I plumped for Chester College on the mistaken premise that Chester
schools would be a piece of piss. Doubtless Chester has its schools
where children bow respectfully when you enter the room, ready to kneel
down at the altar of learning; but few associate teachers are sent to
them. Chester is the way you'd expect Bombay to be, characterised by a
ridiculously polarised rich and poor divide. Its social and economic
problems are swept away into a corner called Blacon. Blacon is like
Toxteth or Moss Side, with a few more trees. Quite a place to cut your
teeth in as a rookie educator.
I don't suppose I've done too badly in my career, here in North
Manchester. I became a senior teacher at a mere thirty-six years old. I
won't progress any further up the ladder in this school. You need to
care more about pernicious league tables to be a deputy round
here.
I have an office. Admittedly it's a rabbit hutch in a community day
centre filled with the sickening stench of cheap filling nutritious
food for old people. But as I type this, my words appear on one of
those state-of-the-art flat monitors. I'm looked after, in the way
museum exhibits are. I have a reputation that comes before me. People
are fond of me. I'm the right sort of teacher in the wrong sort of
world.
Some senior teachers make it their life's work to get out of teaching.
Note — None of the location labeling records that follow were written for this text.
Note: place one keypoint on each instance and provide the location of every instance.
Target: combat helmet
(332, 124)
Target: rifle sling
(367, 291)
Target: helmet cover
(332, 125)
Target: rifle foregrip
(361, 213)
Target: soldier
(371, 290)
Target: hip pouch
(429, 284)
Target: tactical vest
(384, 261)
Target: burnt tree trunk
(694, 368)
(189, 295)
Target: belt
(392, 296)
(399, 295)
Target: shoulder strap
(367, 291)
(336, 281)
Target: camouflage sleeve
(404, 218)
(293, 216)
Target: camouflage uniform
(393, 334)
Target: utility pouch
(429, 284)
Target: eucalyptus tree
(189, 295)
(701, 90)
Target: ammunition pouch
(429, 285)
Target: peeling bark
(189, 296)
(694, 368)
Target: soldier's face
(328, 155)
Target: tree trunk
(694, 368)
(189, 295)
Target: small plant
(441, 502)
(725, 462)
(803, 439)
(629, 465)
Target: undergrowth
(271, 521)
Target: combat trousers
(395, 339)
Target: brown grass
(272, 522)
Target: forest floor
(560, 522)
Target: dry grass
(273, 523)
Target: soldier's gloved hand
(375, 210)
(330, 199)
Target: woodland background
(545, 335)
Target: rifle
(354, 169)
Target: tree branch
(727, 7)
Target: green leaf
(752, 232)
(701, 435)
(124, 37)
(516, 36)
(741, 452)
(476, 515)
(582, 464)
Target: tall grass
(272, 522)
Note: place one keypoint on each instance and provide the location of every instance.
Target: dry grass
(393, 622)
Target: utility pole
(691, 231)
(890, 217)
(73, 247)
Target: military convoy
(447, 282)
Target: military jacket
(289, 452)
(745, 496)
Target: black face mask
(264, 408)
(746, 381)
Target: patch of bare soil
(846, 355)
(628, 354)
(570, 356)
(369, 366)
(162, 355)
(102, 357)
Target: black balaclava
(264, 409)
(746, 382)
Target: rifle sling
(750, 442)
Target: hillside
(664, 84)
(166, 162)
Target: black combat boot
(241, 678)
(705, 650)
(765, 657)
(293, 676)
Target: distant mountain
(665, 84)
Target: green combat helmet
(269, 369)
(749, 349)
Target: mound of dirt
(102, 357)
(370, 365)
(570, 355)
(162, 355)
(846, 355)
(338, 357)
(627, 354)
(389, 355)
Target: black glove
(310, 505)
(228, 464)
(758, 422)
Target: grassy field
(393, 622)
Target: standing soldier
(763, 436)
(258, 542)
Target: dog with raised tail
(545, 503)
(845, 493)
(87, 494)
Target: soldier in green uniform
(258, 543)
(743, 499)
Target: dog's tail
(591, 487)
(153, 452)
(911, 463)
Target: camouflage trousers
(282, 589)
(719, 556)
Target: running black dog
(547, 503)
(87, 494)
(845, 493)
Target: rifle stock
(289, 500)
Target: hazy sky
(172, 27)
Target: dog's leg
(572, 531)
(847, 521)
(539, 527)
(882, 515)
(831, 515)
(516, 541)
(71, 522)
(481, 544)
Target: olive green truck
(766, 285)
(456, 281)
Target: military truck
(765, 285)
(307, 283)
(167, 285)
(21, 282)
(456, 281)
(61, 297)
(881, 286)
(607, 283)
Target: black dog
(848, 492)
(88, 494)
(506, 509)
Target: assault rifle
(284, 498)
They invent spurious pursuits to avoid slumming it on the front line. I
don't. The sad if slightly self-aggrandising truth is this: it would be
a monumental waste of my talent. This year in particular, I have spent
a large chunk of my time in the classroom. The fearsome, notorious 9B5
were causing such mayhem, we established them in one room and assigned
all their learning to myself and two others. This is the main source of
inspiration for my writing this novel. So I'll introduce you to
them.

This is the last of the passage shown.